I took another deep breath and jumped into action! I turned off my Jeep, slung my crossbody bag over my shoulder, grabbed the envelope, and speed-walked across the parking lot like I was competing in the Olympics. I yanked open the glass door with a little too much force, my hair blowing back in the rush. I needed to do this quickly before my courage faltered. I didn’t stop at my desk before heading to my supervisor’s office. I dropped the envelope on her desk before I could second-guess myself. Jill turned from her computer screen, her eyes widening as she took me in.

“Sawyer?” I reached out with a trembling hand to push the envelope toward her.
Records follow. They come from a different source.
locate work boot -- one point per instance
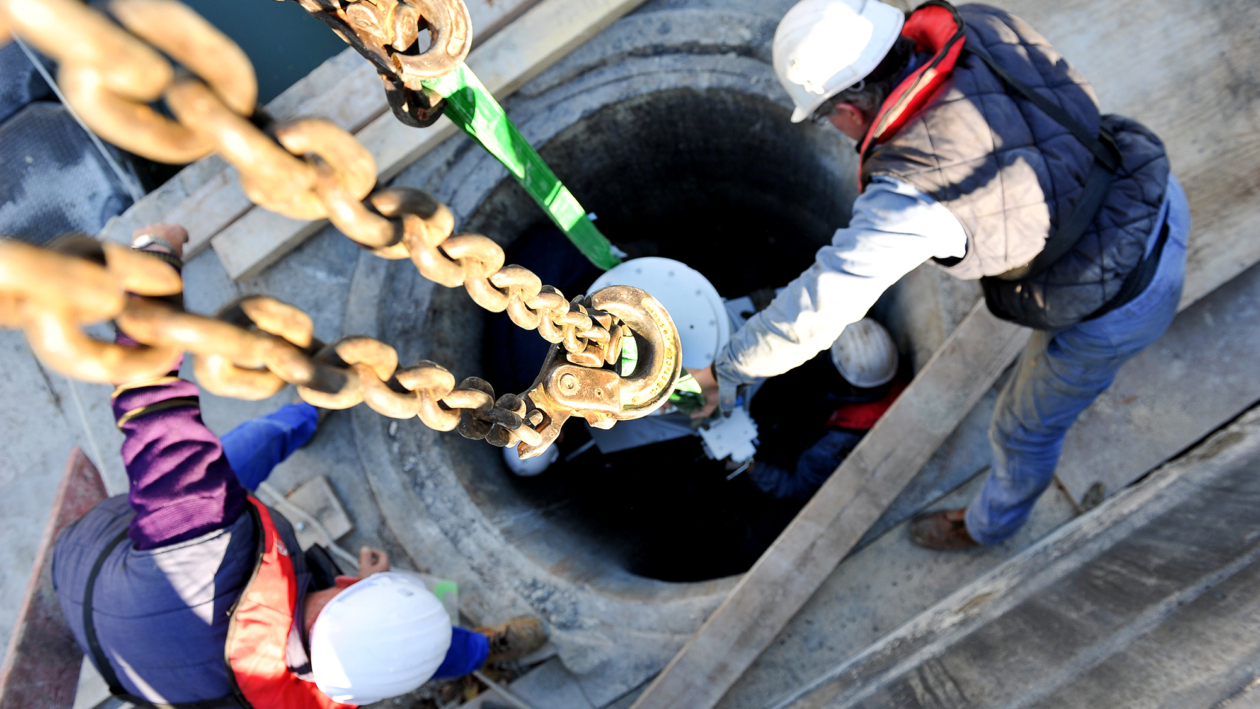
(514, 639)
(943, 530)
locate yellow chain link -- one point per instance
(310, 170)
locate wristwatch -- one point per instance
(149, 239)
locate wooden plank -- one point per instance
(207, 195)
(517, 54)
(1193, 100)
(807, 552)
(42, 665)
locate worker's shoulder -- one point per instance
(98, 525)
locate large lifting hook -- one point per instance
(602, 396)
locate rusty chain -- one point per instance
(387, 34)
(250, 350)
(304, 169)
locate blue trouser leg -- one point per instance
(813, 467)
(1059, 374)
(258, 445)
(468, 651)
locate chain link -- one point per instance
(387, 33)
(305, 169)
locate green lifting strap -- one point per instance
(471, 107)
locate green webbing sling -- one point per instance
(471, 107)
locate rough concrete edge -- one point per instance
(1043, 563)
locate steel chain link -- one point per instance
(305, 169)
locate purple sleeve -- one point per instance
(180, 482)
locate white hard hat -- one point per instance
(823, 47)
(382, 637)
(529, 467)
(693, 304)
(866, 354)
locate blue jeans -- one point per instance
(813, 467)
(1062, 372)
(257, 446)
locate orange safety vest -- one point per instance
(257, 634)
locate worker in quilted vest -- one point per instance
(188, 592)
(983, 150)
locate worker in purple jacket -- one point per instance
(189, 591)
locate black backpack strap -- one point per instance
(1106, 160)
(102, 661)
(93, 645)
(1137, 280)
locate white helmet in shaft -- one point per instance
(866, 354)
(823, 47)
(381, 637)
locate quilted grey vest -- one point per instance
(1011, 175)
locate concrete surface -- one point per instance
(873, 592)
(1198, 375)
(702, 44)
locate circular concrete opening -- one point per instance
(723, 181)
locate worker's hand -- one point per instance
(708, 387)
(174, 234)
(372, 561)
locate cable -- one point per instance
(87, 430)
(131, 187)
(306, 518)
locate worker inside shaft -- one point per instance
(686, 479)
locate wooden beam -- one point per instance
(345, 90)
(521, 52)
(42, 665)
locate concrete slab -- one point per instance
(40, 423)
(1197, 377)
“Th-this is my two-week’s notice. I’ve decided to make some changes. If it’s possible, I’d like to introduce the kids to their new worker.” I stumbled over my words, but I wanted to ensure that the transition for the kids was as seamless as possible.

My heart raced in my chest. Those speed walkers may be onto something with their cardio. Jill adjusted her glasses, reached for the envelope, and opened it, glancing up twice as if trying to gauge my sanity. Her eyes skimmed the two pages before rising to meet mine.

“Yes, of course. We will be sad to see you go, but I feel confident you will make a difference wherever you go.” Jill looked at me as if she were proud, and I expressed my thanks as I made my way back to my desk. The aftermath of the adrenaline rush still made my hands tremble, but I settled in and pulled up my calendar. I had dozens of children to see in the next two weeks, and I wanted to tell each of them how special they were.

Then I paused, realizing something had shifted within me. There was a lightness in my chest, a fragile spark of hope that everything would be okay.